[427] Zwack’s name had been on the list of members which Renner had put into the hands of the government. He was at the time a councillor of state. A short time before his house was invaded by the police and his papers seized, he had been deposed from his position on account of his relations with the Illuminati. At the time of the seizure he was living at Landshut in circumstances of disgrace and suspicion. Cf. Engel, p. 303; Forestier, pp. 480, 498.

[428] These documents were published by the Bavarian government, under the title: Einige Originalschriften des Illuminaten Ordens, Munich, 1787. Engel, pp. 259–262, publishes the list compiled by the government.
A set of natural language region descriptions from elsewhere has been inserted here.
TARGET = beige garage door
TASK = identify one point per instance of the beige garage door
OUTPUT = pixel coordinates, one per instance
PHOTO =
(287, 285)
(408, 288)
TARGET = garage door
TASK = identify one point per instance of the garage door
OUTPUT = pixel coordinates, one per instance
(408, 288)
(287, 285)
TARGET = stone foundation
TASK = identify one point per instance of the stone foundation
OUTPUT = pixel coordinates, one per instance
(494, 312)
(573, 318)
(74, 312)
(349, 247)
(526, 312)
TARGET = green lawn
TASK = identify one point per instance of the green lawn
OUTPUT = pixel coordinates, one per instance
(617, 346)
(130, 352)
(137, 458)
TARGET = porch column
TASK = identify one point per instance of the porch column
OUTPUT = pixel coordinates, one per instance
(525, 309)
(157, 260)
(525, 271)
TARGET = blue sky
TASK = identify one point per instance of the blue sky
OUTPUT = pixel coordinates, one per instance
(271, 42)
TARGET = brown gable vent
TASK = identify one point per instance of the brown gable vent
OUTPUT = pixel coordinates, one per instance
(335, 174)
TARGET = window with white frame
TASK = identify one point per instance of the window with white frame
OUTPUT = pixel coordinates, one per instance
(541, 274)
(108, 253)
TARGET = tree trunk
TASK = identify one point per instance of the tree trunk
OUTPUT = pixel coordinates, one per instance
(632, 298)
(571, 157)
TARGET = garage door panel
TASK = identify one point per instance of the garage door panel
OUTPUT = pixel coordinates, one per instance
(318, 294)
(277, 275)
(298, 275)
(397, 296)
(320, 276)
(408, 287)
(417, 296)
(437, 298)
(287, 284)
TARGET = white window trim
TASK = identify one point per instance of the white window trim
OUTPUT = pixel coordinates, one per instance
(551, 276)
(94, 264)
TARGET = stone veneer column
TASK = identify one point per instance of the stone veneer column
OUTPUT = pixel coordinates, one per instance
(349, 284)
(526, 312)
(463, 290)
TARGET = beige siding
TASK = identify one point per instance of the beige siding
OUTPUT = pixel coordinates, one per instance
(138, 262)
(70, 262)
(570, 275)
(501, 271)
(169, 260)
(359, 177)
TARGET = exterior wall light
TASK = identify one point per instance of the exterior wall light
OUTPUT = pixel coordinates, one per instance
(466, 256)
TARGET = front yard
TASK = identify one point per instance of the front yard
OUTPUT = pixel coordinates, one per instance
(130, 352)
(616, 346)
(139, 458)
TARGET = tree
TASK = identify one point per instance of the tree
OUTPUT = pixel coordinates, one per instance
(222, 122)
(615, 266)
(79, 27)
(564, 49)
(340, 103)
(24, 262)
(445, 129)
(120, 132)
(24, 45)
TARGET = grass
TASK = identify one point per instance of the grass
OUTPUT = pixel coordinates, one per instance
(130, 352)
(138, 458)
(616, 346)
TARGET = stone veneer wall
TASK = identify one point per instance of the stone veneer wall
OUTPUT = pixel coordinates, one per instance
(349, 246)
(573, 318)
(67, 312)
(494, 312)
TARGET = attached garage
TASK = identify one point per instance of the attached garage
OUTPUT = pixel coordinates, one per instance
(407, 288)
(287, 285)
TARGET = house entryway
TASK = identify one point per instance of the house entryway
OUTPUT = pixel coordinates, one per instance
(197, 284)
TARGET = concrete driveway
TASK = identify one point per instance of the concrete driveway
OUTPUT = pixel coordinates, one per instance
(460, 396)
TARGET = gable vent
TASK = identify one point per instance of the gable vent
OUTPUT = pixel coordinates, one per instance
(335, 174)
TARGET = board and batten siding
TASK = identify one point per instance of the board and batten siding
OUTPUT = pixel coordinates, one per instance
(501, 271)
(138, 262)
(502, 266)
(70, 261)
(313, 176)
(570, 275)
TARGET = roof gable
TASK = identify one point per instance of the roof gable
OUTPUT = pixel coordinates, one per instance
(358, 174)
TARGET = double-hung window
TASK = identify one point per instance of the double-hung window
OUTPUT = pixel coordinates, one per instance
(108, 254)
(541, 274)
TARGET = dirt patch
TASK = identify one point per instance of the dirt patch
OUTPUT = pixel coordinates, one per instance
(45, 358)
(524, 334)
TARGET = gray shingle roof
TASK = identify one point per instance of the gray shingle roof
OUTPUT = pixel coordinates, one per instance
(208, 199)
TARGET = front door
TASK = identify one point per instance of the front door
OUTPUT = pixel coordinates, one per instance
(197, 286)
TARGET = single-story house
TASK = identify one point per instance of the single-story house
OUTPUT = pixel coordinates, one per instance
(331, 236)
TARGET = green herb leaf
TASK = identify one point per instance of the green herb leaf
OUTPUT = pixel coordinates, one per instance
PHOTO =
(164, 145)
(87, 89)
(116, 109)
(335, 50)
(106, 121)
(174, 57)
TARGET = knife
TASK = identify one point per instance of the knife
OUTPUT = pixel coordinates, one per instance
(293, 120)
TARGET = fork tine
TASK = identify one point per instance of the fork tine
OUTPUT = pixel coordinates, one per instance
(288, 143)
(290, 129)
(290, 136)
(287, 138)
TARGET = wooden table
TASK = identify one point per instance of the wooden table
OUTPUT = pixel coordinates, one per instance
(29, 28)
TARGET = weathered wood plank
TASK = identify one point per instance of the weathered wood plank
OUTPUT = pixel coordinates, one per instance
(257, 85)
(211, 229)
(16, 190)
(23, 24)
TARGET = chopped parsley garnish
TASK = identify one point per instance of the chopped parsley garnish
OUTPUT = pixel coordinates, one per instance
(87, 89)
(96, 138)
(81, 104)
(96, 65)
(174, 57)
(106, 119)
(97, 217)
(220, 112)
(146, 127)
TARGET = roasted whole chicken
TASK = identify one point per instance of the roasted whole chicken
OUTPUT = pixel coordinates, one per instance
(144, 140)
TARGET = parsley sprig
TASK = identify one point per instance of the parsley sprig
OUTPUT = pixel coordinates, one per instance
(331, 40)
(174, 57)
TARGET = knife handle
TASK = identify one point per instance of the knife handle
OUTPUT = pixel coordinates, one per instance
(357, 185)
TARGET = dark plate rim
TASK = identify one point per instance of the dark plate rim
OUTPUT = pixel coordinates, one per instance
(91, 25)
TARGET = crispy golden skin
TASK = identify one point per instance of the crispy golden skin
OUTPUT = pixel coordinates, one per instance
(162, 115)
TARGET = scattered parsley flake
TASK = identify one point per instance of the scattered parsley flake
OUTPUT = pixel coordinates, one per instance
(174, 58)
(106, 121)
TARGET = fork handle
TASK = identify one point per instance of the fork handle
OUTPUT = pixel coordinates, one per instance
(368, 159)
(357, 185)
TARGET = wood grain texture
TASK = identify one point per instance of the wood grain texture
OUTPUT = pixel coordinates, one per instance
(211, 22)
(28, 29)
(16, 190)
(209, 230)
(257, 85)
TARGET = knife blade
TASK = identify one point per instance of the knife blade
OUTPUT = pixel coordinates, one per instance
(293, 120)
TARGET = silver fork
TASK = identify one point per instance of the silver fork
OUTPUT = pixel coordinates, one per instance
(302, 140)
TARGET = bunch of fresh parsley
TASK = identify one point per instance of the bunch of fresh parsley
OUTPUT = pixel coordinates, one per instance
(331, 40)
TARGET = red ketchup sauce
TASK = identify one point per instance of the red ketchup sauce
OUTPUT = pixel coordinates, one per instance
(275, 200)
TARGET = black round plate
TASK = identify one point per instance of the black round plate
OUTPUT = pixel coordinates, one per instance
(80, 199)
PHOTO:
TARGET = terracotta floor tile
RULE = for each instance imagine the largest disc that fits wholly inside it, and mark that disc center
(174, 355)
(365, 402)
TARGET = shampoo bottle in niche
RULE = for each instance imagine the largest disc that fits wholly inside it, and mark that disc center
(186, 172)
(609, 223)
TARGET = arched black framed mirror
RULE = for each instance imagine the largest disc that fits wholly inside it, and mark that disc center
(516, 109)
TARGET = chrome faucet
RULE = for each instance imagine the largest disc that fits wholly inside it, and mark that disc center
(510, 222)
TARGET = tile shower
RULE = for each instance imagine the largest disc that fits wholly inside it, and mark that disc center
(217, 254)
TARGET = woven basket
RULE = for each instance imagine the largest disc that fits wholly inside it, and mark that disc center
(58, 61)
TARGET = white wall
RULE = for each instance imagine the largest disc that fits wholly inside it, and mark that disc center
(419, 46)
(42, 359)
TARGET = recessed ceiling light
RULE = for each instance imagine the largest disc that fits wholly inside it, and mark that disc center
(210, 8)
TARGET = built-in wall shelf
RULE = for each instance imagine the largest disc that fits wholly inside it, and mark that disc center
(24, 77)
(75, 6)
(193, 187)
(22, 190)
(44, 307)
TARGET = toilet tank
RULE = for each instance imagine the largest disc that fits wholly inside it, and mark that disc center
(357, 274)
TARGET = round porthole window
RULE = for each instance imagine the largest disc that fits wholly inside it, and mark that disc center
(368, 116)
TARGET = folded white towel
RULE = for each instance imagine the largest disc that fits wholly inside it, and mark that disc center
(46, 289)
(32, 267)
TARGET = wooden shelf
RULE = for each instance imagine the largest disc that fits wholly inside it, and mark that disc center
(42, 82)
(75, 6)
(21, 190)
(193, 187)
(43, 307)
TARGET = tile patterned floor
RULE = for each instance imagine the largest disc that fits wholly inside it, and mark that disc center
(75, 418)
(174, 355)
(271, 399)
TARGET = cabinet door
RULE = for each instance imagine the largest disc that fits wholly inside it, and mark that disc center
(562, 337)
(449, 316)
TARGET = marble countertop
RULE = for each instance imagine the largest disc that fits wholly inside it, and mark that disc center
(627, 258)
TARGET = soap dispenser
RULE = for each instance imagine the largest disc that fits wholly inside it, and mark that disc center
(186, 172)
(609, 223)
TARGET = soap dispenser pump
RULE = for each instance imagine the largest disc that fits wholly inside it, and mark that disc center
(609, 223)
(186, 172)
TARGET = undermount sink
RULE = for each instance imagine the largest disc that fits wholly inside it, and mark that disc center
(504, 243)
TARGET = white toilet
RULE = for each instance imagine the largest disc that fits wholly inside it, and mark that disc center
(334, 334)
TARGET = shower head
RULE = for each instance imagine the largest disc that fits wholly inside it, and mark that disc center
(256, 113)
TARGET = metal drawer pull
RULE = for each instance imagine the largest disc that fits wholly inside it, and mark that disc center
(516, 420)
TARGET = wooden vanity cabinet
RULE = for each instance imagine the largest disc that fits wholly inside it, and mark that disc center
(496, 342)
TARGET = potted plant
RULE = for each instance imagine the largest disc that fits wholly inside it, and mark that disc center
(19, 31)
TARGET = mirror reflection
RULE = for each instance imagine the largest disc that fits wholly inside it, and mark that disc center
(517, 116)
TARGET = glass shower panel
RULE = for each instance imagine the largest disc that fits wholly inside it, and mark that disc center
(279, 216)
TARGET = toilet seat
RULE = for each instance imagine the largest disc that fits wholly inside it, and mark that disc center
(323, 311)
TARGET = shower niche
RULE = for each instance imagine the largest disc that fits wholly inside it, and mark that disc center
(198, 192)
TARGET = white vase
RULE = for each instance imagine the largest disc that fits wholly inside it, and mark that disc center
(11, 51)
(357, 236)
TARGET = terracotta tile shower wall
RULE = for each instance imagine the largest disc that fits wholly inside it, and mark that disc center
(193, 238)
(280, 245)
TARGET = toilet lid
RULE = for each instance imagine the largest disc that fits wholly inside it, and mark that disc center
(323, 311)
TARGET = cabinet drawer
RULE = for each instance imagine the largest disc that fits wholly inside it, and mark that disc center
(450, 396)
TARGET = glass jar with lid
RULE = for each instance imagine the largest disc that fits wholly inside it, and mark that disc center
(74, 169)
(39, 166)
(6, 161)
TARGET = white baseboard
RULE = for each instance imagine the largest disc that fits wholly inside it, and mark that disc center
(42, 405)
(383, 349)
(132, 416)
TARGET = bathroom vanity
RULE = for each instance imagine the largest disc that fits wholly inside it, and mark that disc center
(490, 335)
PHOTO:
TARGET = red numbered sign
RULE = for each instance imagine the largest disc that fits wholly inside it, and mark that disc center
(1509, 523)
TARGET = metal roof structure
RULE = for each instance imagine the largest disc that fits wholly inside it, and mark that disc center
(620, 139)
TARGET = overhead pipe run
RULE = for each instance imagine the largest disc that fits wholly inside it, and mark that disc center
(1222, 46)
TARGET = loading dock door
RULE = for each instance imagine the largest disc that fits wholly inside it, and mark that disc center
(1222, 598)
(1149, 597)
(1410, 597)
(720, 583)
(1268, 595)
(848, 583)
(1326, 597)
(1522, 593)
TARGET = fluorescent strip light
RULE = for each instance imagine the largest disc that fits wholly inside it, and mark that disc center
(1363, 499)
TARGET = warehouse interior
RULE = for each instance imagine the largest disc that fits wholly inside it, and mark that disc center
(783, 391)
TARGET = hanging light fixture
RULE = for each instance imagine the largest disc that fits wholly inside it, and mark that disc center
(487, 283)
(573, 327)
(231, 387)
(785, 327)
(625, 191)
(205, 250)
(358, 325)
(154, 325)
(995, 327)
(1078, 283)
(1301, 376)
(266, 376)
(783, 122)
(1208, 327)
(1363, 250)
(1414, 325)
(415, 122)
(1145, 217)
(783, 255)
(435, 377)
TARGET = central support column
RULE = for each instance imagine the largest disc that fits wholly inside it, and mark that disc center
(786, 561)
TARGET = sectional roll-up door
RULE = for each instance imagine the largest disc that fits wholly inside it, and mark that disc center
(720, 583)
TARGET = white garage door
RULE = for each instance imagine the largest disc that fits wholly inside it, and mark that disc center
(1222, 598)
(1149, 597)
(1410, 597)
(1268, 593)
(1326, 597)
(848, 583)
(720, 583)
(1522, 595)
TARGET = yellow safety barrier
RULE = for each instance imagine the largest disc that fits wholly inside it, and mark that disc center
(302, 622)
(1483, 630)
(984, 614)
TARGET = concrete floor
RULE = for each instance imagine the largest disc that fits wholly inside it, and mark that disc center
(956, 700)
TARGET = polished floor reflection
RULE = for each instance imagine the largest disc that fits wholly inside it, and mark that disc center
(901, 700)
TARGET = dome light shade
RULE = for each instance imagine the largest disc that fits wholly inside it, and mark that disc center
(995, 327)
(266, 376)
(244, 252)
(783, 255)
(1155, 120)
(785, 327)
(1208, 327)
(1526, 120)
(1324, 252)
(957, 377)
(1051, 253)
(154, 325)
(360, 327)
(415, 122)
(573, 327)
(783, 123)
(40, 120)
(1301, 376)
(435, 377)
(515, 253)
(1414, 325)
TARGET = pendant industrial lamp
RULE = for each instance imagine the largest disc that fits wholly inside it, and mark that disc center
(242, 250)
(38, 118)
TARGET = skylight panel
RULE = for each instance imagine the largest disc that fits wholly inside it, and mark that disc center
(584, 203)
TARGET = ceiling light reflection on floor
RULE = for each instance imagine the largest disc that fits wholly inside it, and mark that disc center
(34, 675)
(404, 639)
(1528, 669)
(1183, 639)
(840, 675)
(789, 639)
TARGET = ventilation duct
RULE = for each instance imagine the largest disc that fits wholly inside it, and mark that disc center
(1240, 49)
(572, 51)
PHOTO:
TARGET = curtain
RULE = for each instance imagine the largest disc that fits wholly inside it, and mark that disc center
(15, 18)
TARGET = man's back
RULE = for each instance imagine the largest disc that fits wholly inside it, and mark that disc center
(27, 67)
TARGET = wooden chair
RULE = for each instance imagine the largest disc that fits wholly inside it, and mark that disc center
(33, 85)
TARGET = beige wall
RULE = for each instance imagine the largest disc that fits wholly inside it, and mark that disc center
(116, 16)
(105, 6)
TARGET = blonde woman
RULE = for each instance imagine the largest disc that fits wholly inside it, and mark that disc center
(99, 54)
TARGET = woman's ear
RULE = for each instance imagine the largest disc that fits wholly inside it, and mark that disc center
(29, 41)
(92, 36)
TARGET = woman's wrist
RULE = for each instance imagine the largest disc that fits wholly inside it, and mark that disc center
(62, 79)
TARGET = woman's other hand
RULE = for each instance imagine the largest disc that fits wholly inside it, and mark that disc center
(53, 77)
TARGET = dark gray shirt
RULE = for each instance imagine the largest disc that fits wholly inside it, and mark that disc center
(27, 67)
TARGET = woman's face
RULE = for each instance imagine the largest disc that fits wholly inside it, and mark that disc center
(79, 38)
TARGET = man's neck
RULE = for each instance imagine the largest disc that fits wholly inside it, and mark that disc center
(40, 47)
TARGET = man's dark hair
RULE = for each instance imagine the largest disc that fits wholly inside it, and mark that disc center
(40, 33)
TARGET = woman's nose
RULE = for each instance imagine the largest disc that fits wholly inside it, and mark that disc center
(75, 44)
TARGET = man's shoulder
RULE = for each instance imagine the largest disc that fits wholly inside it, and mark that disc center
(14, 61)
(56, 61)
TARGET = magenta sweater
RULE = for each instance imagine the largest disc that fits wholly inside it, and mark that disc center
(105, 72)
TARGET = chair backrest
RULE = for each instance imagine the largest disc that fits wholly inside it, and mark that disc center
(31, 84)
[429] Among these papers were found two smaller packets which gave a foundation for the most inveterate hostility to the order. These contained intimations of the order’s right to exercise the law of life and death over its members, a brief dissertation entitled, Gedanken über den Selbstmord, wherein Zwack, its author, had recorded his defence of suicide (cf. Engel, p. 262), a eulogy of atheism, a proposal to establish a branch of the order for women, the description of an infernal machine for safeguarding secret papers, and receipts for procuring abortion, counterfeiting seals, making poisonous perfumes, secret ink, etc. (Cf. Forestier, pp. 499 et seq.) The receipts for procuring abortion were destined to have a very ugly personal association in the public mind. Weishaupt, while still a resident of Ingolstadt, had stained his private life because of a liaison with his sister-in-law. On the 8 of February, 1780, his first wife had died. Her sister, who was his house-keeper at the time, continued in the household, and during the time that Weishaupt was waiting for a papal dispensation, permitting his marriage with her, she was found to be with child. Thrown into a panic on account of the failure of the dispensation to arrive (as a matter of fact it did not reach Ingolstadt until three years after it was first applied for), Weishaupt contemplated recourse to the method of procuring an abortion, in order to extricate himself from his painfully embarrassed position. In August, 1783, he wrote Hertel, one of the prominent members of the order, admitting the facts just stated. This letter fell into the hands of the authorities and was published by them in the volume entitled, Nachtrag von weiteren Originalschriften, Munich, 1787, vol. i, p. 14. The stigma of a new disgrace was thus attached to the order. Weishaupt made a pitifully weak effort to suggest extenuating circumstances for his conduct, in his volume, Kurze Rechtfertigung meiner Absichten, 1787, pp. 13 et seq. Taken in connection with the objectionable papers referred to above, this private scandal of the head of the order made the accusation of gross immorality on the part of the Illuminati difficult to evade. A spirit of intense revulsion penetrated the public mind.

[430] Other secret documents of the order were seized by the police in a search of the quarters of Baron Bassus, whose membership in the order on account of his close friendship with Zwack, brought him under the government’s suspicion. The police visitation referred to yielded no very important result, apart from establishing more solidly the government’s claim that the order had not obeyed the first edict. The papers seized in this instance were published by the government under the title, Nachtrag von weiteren Originalschriften … Zwei Abtheilungen, Munich, 1787.

[431] Forestier, pp. 504 et seq.

[432] Mändl, in the most cowardly fashion, charged the order with unmentionable practices. He seems to have been the Judas in the order’s inner circle. Cf. Forestier, pp. 505 et seq. Cf. Engel, pp. 331 et seq.

[433] Massenhausen was Ajax in the order. The papers seized by the police identified him as one of Weishaupt’s intimates.

[434] The “revelations” of Mändl appear to have been immediately responsible for the edict. Cf. Forestier, p. 507.

[435] Engel, op. cit., p. 280.

[436] “Unter der nemlichen confiscations—und relegations Straf werden die illuminaten Logen, sie mögen gleich auf diesen oder anderen Namen umgetauft seyn, ebenfalls verbothen, worauf man auch allenthalben gute Spehr’ [Späher] bestellen, und die Gesellschaften, welche entweder in Wirth—oder Privathäusern mit versperrten Thüren oder sonst auf verdächtige Weise gehalten werden, als wahre Logen behandeln lassen, und die so leer als gewöhnliche Ausrede, das es nur ehrliche Compagnien von guten Freunden sind, zumal von jenen, welche sich des Illuminatismi und der Freygeisterei vorhin schon suspect gemacht haben, nicht annehmen wird….” Quoted by Engel, p. 280.